Un constat alarmant : une chaîne qui gagne en influence
La situation décrite met en lumière une chaîne dont les audiences sont en constante progression et qui diffuse des propos de plus en plus virulents à l’encontre de l’enclave palestinienne, y compris des appels explicites à son « anéantissement ». Ce phénomène soulève des questions sur la responsabilité éditoriale, la polarisation de l’opinion publique et le rôle des médias dans l’escalade des tensions. Exemple précis : des émissions ou segments largement partagés qui reprennent, sans contrepoids critique, des formules appelant à l’élimination d’une communauté.
La nature des propos : entre incitation et discours de haine
Les prises de parole recensées vont au-delà de la rhétorique politique classique et entrent dans le registre de l’incitation à la violence et du discours de haine.
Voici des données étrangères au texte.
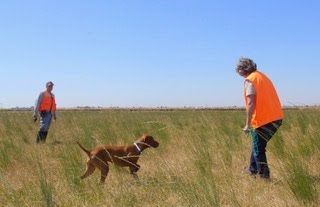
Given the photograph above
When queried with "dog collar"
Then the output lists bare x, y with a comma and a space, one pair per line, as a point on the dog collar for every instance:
136, 145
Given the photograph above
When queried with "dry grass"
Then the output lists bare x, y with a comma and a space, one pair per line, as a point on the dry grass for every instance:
199, 162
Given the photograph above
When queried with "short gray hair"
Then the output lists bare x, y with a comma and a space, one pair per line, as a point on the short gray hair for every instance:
246, 66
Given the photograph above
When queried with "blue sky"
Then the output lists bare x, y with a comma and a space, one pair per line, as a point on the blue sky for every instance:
154, 53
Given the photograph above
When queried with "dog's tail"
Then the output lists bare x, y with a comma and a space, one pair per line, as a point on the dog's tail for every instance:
84, 149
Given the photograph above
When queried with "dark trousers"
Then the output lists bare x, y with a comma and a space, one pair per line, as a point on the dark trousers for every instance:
260, 138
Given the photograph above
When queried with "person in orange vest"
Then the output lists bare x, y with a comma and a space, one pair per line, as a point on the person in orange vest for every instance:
46, 106
264, 114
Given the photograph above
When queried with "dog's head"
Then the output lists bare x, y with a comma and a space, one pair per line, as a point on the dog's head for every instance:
148, 141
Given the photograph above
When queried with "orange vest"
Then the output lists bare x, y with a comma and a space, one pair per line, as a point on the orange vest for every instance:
267, 104
48, 102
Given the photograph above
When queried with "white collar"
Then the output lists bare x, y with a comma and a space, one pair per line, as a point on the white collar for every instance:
135, 144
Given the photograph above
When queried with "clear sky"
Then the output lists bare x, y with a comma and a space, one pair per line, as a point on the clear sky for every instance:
150, 53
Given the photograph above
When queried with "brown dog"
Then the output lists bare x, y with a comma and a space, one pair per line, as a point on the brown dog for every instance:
124, 156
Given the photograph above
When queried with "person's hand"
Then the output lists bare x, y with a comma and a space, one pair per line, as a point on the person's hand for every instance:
246, 129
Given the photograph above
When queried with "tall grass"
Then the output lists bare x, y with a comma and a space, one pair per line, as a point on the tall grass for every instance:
199, 162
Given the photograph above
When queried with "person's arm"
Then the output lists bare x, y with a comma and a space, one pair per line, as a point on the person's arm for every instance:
250, 110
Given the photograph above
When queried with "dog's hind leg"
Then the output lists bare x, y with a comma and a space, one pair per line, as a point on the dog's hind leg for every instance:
89, 171
104, 173
134, 169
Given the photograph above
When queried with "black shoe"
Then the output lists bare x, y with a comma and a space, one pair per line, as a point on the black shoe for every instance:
247, 171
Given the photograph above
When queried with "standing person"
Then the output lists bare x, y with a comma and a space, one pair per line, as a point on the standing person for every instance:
264, 114
46, 106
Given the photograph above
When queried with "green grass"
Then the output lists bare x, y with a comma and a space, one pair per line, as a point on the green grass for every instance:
199, 162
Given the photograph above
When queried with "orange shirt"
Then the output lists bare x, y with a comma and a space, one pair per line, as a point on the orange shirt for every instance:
267, 103
48, 102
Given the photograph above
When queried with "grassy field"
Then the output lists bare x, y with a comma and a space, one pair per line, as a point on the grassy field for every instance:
199, 162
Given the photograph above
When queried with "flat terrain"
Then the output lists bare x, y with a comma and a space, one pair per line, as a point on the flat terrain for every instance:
199, 162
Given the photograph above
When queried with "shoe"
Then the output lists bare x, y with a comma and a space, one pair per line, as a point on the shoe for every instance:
247, 171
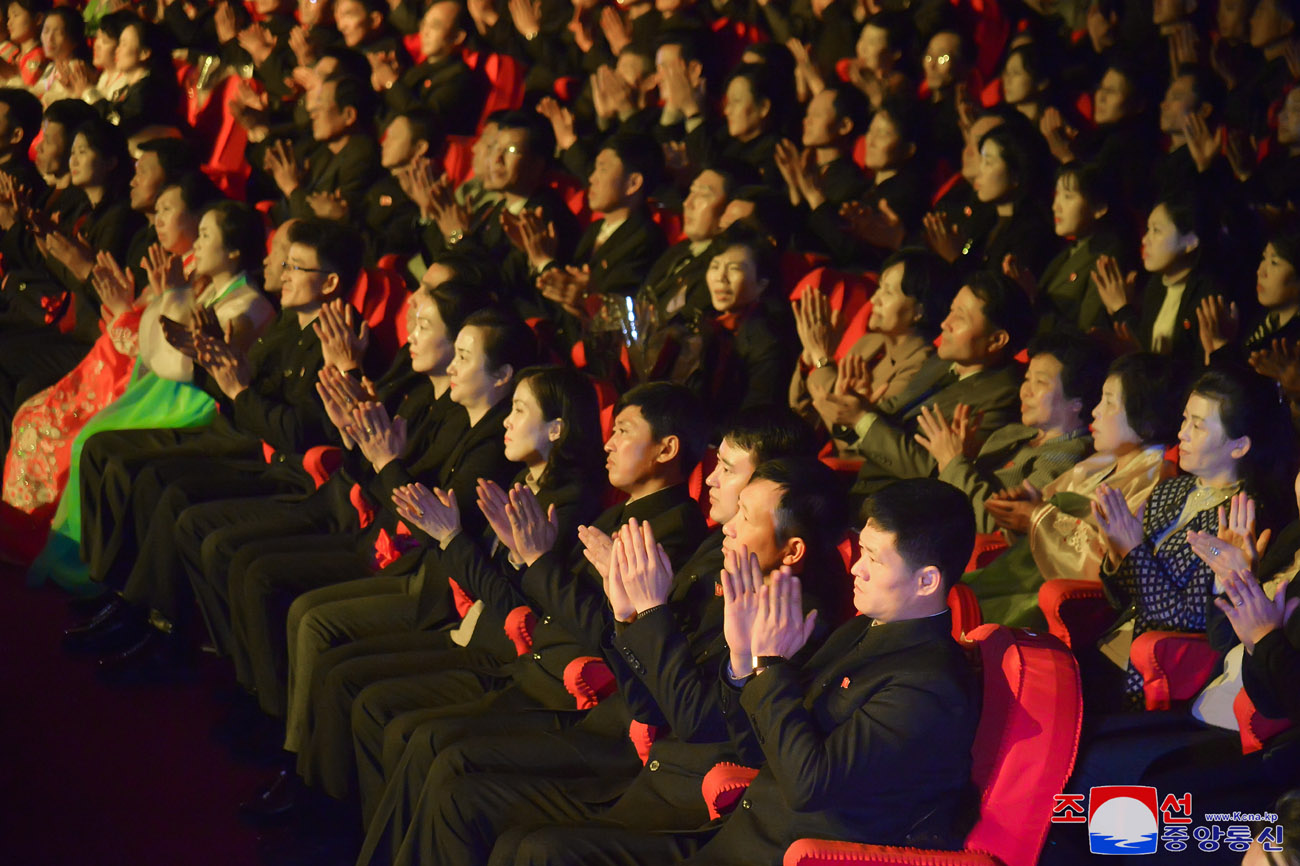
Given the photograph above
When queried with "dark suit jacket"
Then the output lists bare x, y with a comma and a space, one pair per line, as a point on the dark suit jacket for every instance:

Les éléments observés comprennent :
- Appels directs à des actions violentes contre une population.
- Déshumanisation de la population visée par l’usage de termes extrêmes.
- Normalisation de la violence par répétition et amplification médiatique.
Ces caractéristiques expliquent pourquoi des acteurs de la société civile expliquent qu’il ne s’agit pas seulement de liberté d’expression, mais d’un risque concret pour la sécurité et la cohésion.
Méthodologie des ONG : enquête, relevé et preuve
Trois ONG israéliennes ont réalisé un relevé minutieux des prises de parole, travail auquel Le Monde a eu accès, et qui a servi de base à un recours devant la Cour suprême. Leur méthodologie inclut des techniques de collecte et d’archivage :
- Transcription horodatée des émissions et extraits audio/video.
- Classement thématique et chronologique des messages violents.
- Identification des responsables éditoriaux et des mécaniques de diffusion.
Exemple concret : dossiers contenant captures d’écran et verbatim montrant la répétition de formules appelant explicitement à l’élimination d’un groupe.
Conséquences sociales et risques concrets
La diffusion récurrente de tels messages a des effets mesurables sur le terrain : polarisation accrue, normalisation de la violence et risque de passage à l’acte par des individus radicalisés. Parmi les impacts relevés :
- Augmentation des tensions intercommunautaires.
- Pression sur les institutions locales pour réagir.
- Érosion de la confiance dans les médias et dans l’espace public.
Un exemple précis est l’intensification des affrontements verbaux et des incidents de haine après la large exposition de segments particulièrement agressifs.
Cadre juridique et le recours à la Cour suprême
Le recours déposé devant la Cour suprême par ces ONG s’appuie sur des normes encadrant l’appel à la violence et la protection de l’ordre public. Les procédures possibles incluent :
- Demande d’interdiction ou de suspension de diffusion pour des contenus incitant à la violence.
- Saisine des autorités de régulation audiovisuelle pour manquement aux règles déontologiques.
- Poursuites pénales possibles si l’incitation répond aux critères légaux d’infraction.
Exemple : la Cour peut ordonner des mesures provisoires visant à limiter la diffusion, ou renvoyer l’affaire vers une instruction pénale selon les éléments présentés.
Voies d’action et pistes pour limiter les dommages
Pour freiner la propagation de ces discours et protéger la société, plusieurs leviers peuvent être mobilisés simultanément :
- Renforcement du monitoring indépendant des médias et transparence des audiences.
- Application stricte des cadres juridiques contre l’incitation à la violence.
- Soutien aux programmes de contre-discours et d’éducation aux médias visant à réduire la radicalisation.
- Responsabilité des plateformes et des diffuseurs pour limiter la viralité des contenus dangereux.
Un exemple d’action concrète : des ONG documentent et transmettent des dossiers complets aux tribunaux et aux régulateurs pour accélérer les décisions et obtenir des mesures de retrait ou de sanction.